Papi sobrevivió muchas cosas. Una embolia pulmonar que casi se lo lleva a los 27 años, un aparatoso accidente de tránsito en 1982 que nos cambió la vida y a él le cambió el físico y la personalidad. De ser introvertido, el golpe en la cabeza y los medicamentos para prevenir convulsiones lo convirtieron en un tipo extrovertido y conversador que de paso no tenía filtro y decía lo que pensaba sin importar las consecuencias. Ya viviendo conmigo en Washington le diagnosticaron un temprano cáncer de próstata que logró vencer.

Juntos pasamos Irma María, pero no sabíamos que a la vuelta de la esquina enfrentaríamos la prueba de nuestras vidas.

Papi subía y bajaba las cuestas de Viejo San Juan sin problema alguno, pues le inculqué la importancia de caminar, de moverse. Instaló una pluma nueva en el fregadero de nuestro apartamento y esa noche me dijo que se había lastimado una costilla y que le dolía.

En una semana el dolor de costilla resultó ser un avanzado cáncer de páncreas.

La brutal noticia fue devastadora y, como vemos, mortal. Fue más de lo que Papi pudo soportar. Aunque al principio dijo “vamos Adelante”, los agresivos tratamientos, los malestares, las infecciones y la presión fueron demasiado para su mente y su cuerpo. Pese a su alterado estado mental, seguimos adelante, tratando, buscando opciones, alternativas y esperando un milagro. La lucecita de Papi comenzó a apagarse lentamente. No viví el cáncer que se llevó a mi mamá en 2001, pero con Papi viví todas las etapas de esta maldita enfermedad que, como bien me dijeron los médicos, destruye no solo al enfermo, sino a quien lo cuida.

Pero, ¿saben qué?, lo volvería a hacer. Como cuando era niña, me convertí en la sombra de Papi, en sus ojos, sus oídos, sus pies, su mente hasta que llegó el momento de ayudarlo a cruzar a la otra orilla. Pese al agresivo cáncer, Papi murió sin dolor en su cama, en su casa, en pulcritud, sin tubos ni agujas, rodeado de música, de amor, de muchos besos y abrazos.

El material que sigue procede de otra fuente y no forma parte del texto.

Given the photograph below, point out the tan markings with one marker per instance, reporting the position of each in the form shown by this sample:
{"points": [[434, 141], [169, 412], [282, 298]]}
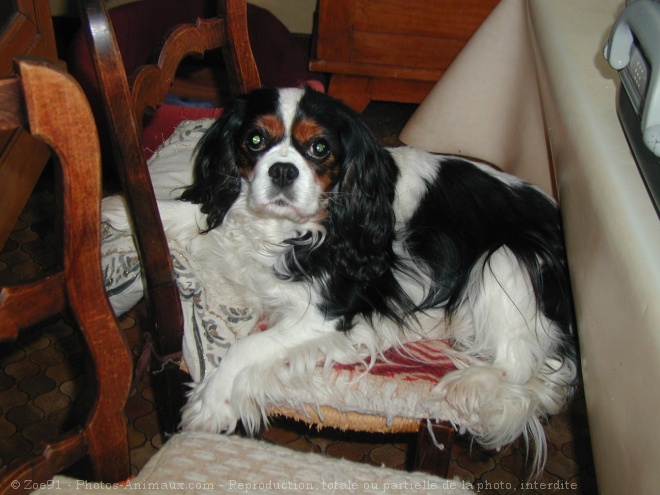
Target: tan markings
{"points": [[272, 125]]}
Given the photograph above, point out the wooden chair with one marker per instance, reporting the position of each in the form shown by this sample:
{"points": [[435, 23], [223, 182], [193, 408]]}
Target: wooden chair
{"points": [[28, 31], [124, 108], [49, 103], [125, 105]]}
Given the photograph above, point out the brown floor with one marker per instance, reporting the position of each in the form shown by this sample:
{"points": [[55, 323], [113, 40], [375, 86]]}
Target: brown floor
{"points": [[42, 383]]}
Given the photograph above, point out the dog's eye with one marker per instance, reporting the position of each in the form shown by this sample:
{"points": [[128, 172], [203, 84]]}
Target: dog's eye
{"points": [[256, 141], [319, 149]]}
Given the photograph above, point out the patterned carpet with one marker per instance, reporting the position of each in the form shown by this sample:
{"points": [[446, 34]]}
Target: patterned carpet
{"points": [[42, 383]]}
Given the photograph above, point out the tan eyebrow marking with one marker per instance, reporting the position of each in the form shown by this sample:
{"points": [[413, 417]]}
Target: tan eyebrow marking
{"points": [[305, 129], [273, 125]]}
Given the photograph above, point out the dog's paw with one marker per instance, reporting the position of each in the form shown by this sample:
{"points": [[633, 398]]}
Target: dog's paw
{"points": [[209, 407]]}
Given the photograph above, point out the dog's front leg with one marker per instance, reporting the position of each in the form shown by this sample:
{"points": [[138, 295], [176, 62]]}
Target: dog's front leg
{"points": [[256, 370]]}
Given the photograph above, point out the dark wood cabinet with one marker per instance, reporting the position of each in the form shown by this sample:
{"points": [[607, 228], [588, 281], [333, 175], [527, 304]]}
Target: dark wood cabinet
{"points": [[391, 50]]}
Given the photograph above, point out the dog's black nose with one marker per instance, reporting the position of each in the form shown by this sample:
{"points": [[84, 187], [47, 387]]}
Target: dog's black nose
{"points": [[283, 174]]}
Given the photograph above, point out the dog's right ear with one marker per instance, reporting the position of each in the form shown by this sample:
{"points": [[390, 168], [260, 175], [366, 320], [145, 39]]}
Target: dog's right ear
{"points": [[216, 181]]}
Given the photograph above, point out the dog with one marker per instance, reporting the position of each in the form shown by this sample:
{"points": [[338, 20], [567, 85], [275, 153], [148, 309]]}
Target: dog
{"points": [[349, 249]]}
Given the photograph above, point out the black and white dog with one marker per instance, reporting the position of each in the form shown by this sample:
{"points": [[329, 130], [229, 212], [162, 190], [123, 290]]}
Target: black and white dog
{"points": [[350, 249]]}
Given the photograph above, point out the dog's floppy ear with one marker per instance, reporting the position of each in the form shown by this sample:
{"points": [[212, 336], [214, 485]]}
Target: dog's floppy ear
{"points": [[361, 212], [216, 181]]}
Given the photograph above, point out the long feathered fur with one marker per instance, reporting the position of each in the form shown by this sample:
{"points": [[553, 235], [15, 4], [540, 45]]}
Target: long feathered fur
{"points": [[400, 238]]}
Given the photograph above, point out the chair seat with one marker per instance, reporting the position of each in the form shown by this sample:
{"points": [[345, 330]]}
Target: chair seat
{"points": [[396, 393], [194, 462]]}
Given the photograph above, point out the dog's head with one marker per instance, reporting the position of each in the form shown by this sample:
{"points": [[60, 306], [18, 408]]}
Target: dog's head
{"points": [[296, 151], [298, 155]]}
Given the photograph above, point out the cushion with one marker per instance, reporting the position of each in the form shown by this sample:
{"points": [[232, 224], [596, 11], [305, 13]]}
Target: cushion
{"points": [[193, 462]]}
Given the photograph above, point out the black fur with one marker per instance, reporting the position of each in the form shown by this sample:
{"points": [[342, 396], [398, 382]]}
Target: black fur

Mi hermoso Papi se me fue, pero hago un esfuerzo por recordarlo como era, impaciente, corajudo, sarcástico, jocoso, ordenado, pulcro, buena gente, humilde y trabajador.  Y tremendo handyman. Era creativo y lo que no sabía se lo inventaba.

El cáncer consumió su cuerpo físico, pero no pudo tocar su esencia ni robarle su pícara sonrisa de medio sosquín. Era un buen hombre, un gran ser humano, y el mejor padre del mundo.

Papi, esto no fue fácil, no es fácil, ni será fácil, pero me queda la satisfacción de que peleamos hasta el final, juntos, como siempre.